Montréal veut adopter des « cibles ambitieuses » pour réduire à zéro la quantité de déchets qu’elle enfouit d’ici 2030.

Jean-Thomas Léveillé Jean-Thomas Léveillé
La Presse

L’administration Plante ambitionne de détourner 85 % des matières résiduelles de l’enfouissement d’ici 2030, avec la « cible intermédiaire » de 70 % d’ici 2025.

Il faudra donc accélérer significativement la cadence, puisque la quantité de matières résiduelles générées par habitant n’a diminué que de 13 % entre 2010 et 2018, passant de 534 kg à 465 kg.

« L’urgence d’agir est bien réelle », a déclaré la responsable de la transition écologique et de la résilience au comité exécutif de la Ville, Laurence Lavigne Lalonde, en rendant public le Plan directeur de gestion des matières résiduelles 2020-2025.

C’est que la Ville anticipe la fermeture du site d’enfouissement de Terrebonne, où sont enfouis 39 % des déchets des ménages Montréalais, qui atteindra au rythme actuel sa pleine capacité d’ici 2029.

Pour atteindre le zéro déchet, Montréal mise sur la réduction à la source, la « mobilisation des parties prenantes », et, surtout, sur le bac brun.

Plus de la moitié des déchets

Les matières organiques représentent plus de la moitié des déchets générés par les ménages montréalais, mais seulement 26 % sont collectées, tandis que le reste est envoyé à l’enfouissement, démontrent les données de la Ville.

La Politique québécoise de gestion des matières résiduelles avait comme objectif que 60 % des matières organiques soient récupérées à l’horizon 2018, puis 100 % en 2022.

Montréal poursuivra le déploiement de la collecte des matières organiques, notamment dans « tous les immeubles de neuf logements et plus d’ici 2025 », alors qu’elle est actuellement limitée aux immeubles de huit logements et moins, a annoncé Mme Lavigne Lalonde.

Les établissements scolaires devraient aussi s’y joindre ; des projets-pilote seront menés en ce sens dans 22 écoles « dès cette année ».

Réduire à la source

Montréal compte également réduire la quantité de déchets générés par habitant de 10 kg par année, ce qui représente une diminution de 20 % à l’horizon 2030.

L’une des façons d’y parvenir sera la lutte contre le gaspillage alimentaire ; la Ville prévoit interdire aux supermarchés et aux institutions de jeter aux ordures des denrées alimentaires, comme le rapportait La Presse, mercredi.

La Ville souhaite amener ces grands générateurs de déchets organiques à se tourner vers des banques alimentaires et à faire en sorte que « ce qu’il n’est pas possible de donner soit composté et non enfoui », a déclaré Laurence Lavigne Lalonde.

D’autres mesures viendront également diminuer la quantité de déchets enfouis, comme l’interdiction planifiée pour le printemps prochain des articles de plastique à usage unique, ou encore l’interdiction pour les commerçants de jeter ou détruire des vêtements qui ne sont pas vendus.

L’administration Plante prévoit aussi « utiliser son influence » auprès de Québec pour développer l’économie circulaire et élargir la responsabilité des producteurs, notamment par l’instauration de la consigne et de critères sur les emballages.

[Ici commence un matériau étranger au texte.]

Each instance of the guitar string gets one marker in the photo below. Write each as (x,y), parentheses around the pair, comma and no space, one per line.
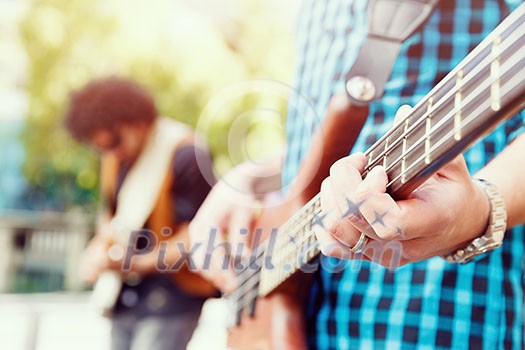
(446,98)
(294,223)
(437,105)
(261,249)
(436,127)
(447,137)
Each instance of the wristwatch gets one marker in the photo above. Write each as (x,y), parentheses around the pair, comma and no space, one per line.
(493,236)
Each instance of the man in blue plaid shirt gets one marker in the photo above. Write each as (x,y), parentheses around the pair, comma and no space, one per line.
(430,303)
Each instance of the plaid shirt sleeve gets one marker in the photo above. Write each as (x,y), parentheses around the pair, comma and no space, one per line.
(425,305)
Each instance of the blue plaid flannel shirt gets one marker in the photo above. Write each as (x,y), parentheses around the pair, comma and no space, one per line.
(430,304)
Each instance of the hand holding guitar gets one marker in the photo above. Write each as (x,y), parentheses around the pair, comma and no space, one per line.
(223,225)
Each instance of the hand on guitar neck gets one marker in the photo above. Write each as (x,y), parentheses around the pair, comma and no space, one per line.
(444,214)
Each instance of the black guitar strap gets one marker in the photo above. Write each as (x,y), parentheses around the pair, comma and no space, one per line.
(390,23)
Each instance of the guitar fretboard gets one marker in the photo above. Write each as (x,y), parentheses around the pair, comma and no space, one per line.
(487,87)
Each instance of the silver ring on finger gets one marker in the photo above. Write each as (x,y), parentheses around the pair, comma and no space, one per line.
(359,247)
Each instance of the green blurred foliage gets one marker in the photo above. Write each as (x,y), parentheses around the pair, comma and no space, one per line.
(183,60)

« Les entreprises disent depuis longtemps qu’elles paient [pour le traitement de ce qu’elles mettent en marché], via Éco Entreprises Québec ; c’est vrai pour ce qui est recyclé, mais pas pour les déchets qui finissent à l’enfouissement », a illustré Jean-François Parenteau, responsable de l’environnement et des services aux citoyens au comité exécutif.

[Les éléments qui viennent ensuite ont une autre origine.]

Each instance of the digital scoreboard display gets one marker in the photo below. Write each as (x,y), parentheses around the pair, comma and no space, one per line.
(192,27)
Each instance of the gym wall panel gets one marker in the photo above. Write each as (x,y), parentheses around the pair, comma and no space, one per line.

Laurence Lavigne Lalonde ajoute que la réduction des déchets aura aussi des bénéfices indirects, comme la réduction des émissions de gaz à effet de serre générés par leur transport.

Accueil favorable

Le plan de gestion des matières résiduelles proposé par Montréal est bien accueilli par le Front commun québécois pour une gestion écologique des déchets (FCQGED).

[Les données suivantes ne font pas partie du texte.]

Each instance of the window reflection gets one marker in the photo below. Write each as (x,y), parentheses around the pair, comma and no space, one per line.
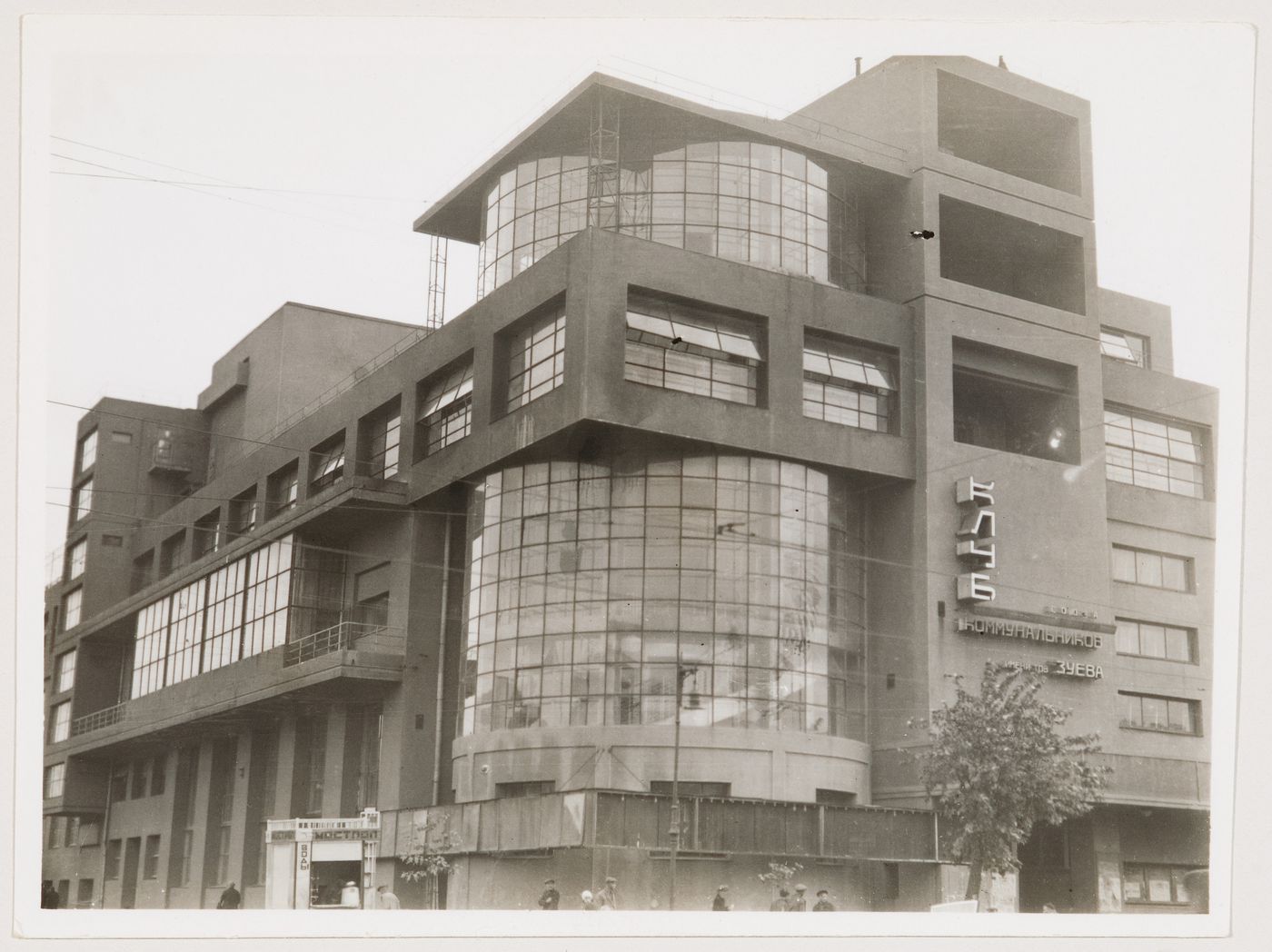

« C'est une approche novatrice », a déclaré son directeur général, Karel Ménard, se disant « agréablement surpris ».

« Avant, on parlait de grosseurs des bacs, de la mécanique, [alors que maintenant], on vise la réduction à la source », relève-t-il, se réjouissant également de la présence d'« outils intéressants que d'autres municipalités n'ont pas », comme l'interdiction de l'enfouissement des textiles et des articles de plastique à usage unique.

« C'est rare qu'on voie des plans comme ça, qui osent aller aussi loin », dit-il, reconnaissant que certaines mesures pourraient « brusquer ».

« Mais on est rendus là. »

Le Plan directeur de gestion des matières résiduelles 2020-2025 fera l'objet de consultations publiques, dès le mois prochain, au terme desquelles un cadre financier sera établi en vue de son adoption au printemps prochain.